I proposed the scheme below:

Step 1: Read the contents of all flash memory on Farook’s iPhone, either by unsoldering the components, or via ICT (In-Circuit Test or serial ports such as JTAG). This is the test and measurement-centric portion of this plan. The data is encrypted, so it is still worthless.

Step 2: Purchase 1,000 iPhone 5cs and 1,000 of each memory chip. Program the memory to have the exact same data as in Farook’s.

Step 3: Unsolder the memory chips in the 1,000 iPhones. Replace them with those programmed with Farook’s data.

Step 4: You now have 1,000 copies of Farook’s iPhone. All 10K passcodes can be tried, 10 per iPhone. The password will be cracked within a day.

However, I was stymied on one specific aspect of the plan. In my studies of the iPhone encryption method, I found that Apple had built a crypto engine onto its A6 processor between main memory and flash. By executing the 256-bit encryption algorithm in hardware, Apple allows at-speed access to memory. But, and this is key, each A6 has fused a different 256-bit code into each device, called the UID (Unique ID). That code, when convoluted with the user’s passcode, creates the actual encryption key. The UID is created randomly, there are no records of the UID, and it cannot be read through any port.

The net of this is that the above scheme won’t work. Even if you enter Farook’s passcode, it won’t unlock the phone if the UID is different, which it is on all the copy phones. I solicited ideas from the readers on how to get around this.

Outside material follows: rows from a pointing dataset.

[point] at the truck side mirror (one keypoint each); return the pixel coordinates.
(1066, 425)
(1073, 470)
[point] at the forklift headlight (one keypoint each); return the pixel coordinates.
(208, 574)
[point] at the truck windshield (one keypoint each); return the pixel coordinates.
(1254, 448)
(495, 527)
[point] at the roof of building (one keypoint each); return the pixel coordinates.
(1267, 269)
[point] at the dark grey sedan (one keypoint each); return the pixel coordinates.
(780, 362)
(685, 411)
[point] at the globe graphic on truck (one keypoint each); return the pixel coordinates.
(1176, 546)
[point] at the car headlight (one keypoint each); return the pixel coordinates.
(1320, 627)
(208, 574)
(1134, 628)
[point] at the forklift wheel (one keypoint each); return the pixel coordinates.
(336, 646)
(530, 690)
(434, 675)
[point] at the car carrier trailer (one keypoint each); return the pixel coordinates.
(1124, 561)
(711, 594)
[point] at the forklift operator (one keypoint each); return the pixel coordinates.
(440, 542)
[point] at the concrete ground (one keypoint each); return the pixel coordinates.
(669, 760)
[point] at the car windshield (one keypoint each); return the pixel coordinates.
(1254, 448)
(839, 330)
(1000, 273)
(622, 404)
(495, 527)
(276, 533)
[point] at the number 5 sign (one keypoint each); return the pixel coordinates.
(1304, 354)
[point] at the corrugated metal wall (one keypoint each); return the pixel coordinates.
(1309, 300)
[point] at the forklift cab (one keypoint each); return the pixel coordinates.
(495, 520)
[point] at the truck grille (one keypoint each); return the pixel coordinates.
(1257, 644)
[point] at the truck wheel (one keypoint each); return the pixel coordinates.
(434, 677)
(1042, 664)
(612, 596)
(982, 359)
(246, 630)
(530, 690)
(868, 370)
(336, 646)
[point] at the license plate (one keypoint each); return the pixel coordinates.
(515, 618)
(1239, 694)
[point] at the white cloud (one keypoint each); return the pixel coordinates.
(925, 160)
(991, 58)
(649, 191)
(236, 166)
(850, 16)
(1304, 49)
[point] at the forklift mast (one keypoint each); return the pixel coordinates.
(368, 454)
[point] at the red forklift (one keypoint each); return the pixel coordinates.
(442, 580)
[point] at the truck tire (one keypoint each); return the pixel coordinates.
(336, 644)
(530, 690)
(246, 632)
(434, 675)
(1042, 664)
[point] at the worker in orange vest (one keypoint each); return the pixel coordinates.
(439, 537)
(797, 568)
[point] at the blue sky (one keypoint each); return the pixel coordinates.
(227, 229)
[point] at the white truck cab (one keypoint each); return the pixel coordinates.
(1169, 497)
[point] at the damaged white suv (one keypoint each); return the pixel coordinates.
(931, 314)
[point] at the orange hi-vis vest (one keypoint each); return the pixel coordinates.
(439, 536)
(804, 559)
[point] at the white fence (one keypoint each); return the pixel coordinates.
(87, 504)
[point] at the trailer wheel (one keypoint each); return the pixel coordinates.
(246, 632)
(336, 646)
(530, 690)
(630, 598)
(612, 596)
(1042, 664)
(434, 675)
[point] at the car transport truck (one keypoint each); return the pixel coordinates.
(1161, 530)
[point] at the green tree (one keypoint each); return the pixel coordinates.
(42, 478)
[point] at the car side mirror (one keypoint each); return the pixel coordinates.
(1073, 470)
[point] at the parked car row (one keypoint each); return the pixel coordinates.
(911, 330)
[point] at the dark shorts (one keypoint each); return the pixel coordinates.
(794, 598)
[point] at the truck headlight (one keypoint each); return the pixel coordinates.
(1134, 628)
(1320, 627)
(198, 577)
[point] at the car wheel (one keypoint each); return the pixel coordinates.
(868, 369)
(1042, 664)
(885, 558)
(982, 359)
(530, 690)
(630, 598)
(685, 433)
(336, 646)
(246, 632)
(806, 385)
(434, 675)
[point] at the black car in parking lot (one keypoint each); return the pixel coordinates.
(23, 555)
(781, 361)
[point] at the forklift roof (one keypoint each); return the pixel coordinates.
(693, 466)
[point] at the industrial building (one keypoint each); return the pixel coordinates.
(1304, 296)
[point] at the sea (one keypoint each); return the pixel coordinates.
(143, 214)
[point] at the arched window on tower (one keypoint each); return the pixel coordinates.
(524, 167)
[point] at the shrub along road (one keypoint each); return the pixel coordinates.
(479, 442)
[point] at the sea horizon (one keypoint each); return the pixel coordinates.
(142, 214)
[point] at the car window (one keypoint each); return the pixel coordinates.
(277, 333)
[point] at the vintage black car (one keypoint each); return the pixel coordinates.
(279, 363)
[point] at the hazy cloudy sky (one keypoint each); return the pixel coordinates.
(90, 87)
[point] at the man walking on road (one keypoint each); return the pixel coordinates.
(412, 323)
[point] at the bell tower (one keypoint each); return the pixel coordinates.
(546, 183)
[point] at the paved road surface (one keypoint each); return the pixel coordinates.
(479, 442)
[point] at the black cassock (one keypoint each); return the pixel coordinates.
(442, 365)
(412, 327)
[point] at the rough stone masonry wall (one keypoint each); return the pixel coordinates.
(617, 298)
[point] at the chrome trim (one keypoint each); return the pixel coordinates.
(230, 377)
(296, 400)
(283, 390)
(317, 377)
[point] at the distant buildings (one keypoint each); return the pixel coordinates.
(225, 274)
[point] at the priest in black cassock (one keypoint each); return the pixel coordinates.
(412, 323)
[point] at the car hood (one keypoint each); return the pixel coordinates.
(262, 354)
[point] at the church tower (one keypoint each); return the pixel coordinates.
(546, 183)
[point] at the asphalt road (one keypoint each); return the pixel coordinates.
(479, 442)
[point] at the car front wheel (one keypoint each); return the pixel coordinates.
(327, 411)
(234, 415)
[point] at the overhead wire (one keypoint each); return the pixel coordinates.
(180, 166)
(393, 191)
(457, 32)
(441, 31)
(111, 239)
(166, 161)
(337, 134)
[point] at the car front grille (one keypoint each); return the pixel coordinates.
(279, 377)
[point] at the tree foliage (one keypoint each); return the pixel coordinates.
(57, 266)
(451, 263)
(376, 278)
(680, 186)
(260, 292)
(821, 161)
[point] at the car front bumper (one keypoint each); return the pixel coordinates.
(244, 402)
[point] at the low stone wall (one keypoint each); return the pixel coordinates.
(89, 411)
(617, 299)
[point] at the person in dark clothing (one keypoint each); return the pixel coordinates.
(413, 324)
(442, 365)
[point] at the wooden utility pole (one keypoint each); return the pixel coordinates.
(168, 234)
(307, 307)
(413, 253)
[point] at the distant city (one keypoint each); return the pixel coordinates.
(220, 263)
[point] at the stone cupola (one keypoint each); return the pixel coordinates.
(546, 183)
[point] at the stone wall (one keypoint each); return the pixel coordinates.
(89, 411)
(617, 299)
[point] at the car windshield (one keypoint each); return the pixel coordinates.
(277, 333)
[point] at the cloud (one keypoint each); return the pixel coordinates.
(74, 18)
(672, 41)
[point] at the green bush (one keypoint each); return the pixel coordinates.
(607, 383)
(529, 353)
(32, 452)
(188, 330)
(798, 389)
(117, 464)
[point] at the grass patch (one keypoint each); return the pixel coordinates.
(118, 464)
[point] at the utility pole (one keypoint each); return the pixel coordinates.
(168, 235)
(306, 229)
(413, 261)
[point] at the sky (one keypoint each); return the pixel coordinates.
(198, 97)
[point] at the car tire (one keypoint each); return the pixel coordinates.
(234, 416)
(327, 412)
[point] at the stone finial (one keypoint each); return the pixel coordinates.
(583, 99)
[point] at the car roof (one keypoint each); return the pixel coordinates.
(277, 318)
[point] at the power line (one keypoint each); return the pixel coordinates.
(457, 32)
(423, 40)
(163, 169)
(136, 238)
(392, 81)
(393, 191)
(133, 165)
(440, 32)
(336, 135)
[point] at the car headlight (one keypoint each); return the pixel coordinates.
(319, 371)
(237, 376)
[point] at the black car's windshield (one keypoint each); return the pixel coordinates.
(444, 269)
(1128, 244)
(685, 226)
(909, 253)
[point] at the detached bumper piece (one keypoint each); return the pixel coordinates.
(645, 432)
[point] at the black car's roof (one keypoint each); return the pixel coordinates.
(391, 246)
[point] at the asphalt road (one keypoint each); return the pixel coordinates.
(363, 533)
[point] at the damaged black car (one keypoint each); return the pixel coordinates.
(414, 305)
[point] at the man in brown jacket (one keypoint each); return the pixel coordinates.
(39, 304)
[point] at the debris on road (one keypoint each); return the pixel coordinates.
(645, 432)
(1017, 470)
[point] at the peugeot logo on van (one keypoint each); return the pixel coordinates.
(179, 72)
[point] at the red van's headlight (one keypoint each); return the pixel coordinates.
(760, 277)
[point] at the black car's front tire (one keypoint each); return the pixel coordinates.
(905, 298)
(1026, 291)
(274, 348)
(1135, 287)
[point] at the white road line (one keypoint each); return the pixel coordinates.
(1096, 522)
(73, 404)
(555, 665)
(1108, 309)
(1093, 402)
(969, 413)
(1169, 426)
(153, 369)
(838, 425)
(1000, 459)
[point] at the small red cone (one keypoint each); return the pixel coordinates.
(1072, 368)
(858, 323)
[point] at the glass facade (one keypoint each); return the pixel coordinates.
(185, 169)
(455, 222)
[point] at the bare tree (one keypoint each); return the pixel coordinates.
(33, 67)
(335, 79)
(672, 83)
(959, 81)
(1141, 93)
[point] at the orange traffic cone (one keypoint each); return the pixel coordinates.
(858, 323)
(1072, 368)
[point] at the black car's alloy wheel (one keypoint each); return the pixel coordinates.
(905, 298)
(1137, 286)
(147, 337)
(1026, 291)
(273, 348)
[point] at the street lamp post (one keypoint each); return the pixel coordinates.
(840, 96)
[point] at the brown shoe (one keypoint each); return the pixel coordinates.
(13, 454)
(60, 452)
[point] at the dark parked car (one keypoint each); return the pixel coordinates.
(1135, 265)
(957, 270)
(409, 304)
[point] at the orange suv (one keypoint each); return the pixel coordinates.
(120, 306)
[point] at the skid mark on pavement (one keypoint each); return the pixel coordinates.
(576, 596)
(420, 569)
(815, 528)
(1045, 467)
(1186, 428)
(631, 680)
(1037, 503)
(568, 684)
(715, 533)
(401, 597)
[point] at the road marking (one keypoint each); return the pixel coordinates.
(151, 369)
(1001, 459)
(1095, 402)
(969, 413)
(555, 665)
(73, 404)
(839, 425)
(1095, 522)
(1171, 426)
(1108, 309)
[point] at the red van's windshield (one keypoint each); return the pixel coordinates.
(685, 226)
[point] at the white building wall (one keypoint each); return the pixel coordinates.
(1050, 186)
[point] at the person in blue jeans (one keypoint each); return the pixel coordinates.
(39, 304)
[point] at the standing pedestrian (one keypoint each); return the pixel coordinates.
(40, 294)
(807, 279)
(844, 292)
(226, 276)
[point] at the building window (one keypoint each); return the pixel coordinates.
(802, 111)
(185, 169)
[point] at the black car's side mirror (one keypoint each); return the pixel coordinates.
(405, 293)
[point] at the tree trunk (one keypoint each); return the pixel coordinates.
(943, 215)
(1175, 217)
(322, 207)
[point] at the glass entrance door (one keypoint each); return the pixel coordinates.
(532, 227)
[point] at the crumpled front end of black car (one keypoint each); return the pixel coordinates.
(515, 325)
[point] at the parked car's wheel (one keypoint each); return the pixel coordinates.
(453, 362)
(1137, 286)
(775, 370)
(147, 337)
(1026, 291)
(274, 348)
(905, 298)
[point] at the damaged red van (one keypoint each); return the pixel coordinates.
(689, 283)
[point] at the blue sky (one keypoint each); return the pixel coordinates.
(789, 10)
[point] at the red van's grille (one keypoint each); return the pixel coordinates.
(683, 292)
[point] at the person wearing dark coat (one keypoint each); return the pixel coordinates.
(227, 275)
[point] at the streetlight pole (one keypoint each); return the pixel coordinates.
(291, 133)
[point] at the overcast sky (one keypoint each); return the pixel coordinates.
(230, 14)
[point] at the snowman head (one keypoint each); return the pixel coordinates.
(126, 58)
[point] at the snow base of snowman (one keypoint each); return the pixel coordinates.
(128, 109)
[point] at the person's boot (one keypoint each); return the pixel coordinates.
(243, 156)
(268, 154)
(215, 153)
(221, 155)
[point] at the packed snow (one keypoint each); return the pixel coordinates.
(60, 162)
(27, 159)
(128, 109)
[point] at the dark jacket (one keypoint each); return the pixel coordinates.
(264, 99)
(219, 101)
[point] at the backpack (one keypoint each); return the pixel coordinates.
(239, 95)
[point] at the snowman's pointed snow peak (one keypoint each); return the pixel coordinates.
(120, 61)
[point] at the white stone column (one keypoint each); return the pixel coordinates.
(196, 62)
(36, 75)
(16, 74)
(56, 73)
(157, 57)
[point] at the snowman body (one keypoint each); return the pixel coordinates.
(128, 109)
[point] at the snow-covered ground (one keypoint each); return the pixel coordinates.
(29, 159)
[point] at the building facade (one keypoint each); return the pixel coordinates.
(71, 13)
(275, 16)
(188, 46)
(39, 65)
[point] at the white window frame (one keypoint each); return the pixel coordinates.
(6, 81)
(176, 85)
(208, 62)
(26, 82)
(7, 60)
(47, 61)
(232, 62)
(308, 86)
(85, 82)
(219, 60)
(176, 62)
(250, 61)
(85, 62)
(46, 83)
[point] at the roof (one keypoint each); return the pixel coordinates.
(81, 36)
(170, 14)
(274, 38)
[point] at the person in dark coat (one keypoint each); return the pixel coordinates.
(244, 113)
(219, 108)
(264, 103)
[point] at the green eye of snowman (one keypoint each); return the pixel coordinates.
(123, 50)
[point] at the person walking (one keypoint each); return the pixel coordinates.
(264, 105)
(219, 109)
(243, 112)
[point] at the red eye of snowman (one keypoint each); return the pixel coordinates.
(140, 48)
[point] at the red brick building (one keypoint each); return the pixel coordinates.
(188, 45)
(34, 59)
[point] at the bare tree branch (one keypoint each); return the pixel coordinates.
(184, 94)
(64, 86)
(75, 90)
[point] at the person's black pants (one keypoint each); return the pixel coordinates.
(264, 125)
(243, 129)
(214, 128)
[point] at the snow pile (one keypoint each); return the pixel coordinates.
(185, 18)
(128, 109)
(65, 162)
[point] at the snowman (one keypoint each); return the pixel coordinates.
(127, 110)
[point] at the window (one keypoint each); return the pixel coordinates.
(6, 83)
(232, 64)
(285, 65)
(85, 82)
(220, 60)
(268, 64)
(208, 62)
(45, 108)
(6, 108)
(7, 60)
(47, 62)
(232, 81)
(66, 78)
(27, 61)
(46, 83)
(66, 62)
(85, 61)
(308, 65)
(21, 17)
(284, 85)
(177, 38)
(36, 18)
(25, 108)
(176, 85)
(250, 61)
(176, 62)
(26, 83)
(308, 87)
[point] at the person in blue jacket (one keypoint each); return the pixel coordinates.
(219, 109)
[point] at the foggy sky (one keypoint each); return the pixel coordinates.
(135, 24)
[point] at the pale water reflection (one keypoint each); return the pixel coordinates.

Most discussion centred on finding the UID by performing a destructive autopsy of the A6 processor, but even this is problematic. What then? If you could program that UID into A6 processors, you could then replace all processors in all 1,000 copy phones (as has been done with the flash memory). But to do so, you need access to Apple’s processor fab line. Alternatively, you could use supercomputers to try all convolutions of the UID and passcodes. This is a different forensic approach from getting a working iPhone.

The bottom line, we didn’t source any ideas that I felt were achievable. And then a researcher from the University of Cambridge came up with an ingenious approach, and demonstrated it successfully on an iPhone 5c. Click ahead to find the answer to this riddle…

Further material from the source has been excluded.